Well, Crossman and crew, especially feline Clements, are adroit postmodern movers. They master clean form while suggesting human narrative when bodies are in proximity to other bodies.
Meet Ella, then, makes the perfect follow-up--all about two male bodies in near-constant and joyous proximity, along for the swooping, sliding fun ride of recordings of Ella Fitzgerald singing live. And, yes, as a friend noted, the late great jazz vocalist gets a bio in the program notes. Rightly so. Her agile voice--with all its daredevil technique, its silky warmth and delectable playfulness--is an essential and equal partner here, in high form, as are Teicher and Bugh.
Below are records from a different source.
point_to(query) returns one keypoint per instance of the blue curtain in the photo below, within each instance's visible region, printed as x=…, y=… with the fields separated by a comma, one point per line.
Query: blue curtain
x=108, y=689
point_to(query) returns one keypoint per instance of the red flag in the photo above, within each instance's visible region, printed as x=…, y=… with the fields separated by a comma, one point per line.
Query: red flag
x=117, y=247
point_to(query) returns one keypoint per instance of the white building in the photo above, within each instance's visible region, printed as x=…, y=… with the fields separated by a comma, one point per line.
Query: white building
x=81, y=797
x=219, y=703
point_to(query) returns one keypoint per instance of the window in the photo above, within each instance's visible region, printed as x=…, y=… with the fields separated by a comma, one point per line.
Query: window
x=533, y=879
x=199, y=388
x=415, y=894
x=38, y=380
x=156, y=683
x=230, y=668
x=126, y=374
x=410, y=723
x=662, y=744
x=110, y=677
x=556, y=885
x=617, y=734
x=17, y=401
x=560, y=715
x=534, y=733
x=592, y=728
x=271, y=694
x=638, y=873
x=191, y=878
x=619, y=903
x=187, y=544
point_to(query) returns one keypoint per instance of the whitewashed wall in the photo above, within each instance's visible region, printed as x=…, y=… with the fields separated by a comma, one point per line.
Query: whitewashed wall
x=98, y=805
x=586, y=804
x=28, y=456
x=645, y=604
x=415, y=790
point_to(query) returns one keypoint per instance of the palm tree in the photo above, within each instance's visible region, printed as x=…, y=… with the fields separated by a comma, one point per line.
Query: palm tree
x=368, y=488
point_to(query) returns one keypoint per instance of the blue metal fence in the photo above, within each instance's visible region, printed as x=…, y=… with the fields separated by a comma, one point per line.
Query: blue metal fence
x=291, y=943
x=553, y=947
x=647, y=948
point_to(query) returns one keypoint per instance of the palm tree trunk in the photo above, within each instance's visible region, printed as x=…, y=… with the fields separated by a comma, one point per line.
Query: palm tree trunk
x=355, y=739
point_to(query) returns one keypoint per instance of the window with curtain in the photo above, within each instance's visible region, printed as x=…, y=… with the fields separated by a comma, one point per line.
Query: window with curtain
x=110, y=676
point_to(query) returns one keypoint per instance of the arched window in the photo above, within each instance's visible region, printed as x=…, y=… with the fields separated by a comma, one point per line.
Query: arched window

I had only ever seen the mercurial Teicher tap dance, a wonderful thing in itself. I had never seen Bugh; Meet Ella was my introduction to this lighthearted charmer. The two men, wearing regular two-toned oxford shoes, not tap shoes, make nonstop rhythmic "music" throughout their bodies. Swing dance, jitterbug, ballroom, even dashes of Nicholas Brothers virtuosity flow though the duet, powered by standards like "Our Love is Here to Stay," "I Can't Give You Anything But Love" and--so lusciously--the Lionel Hampton/Sonny Burke/Johnny Mercer "Midnight Sun."
Was there such a night?
Nobody sings it like Ella....It's still a thrill I don't quite believe;But after you were goneThere was still some stardust on my sleeve!
Saucy, sexy Meet Ella leaves us with stardust--a great performance and an instant classic.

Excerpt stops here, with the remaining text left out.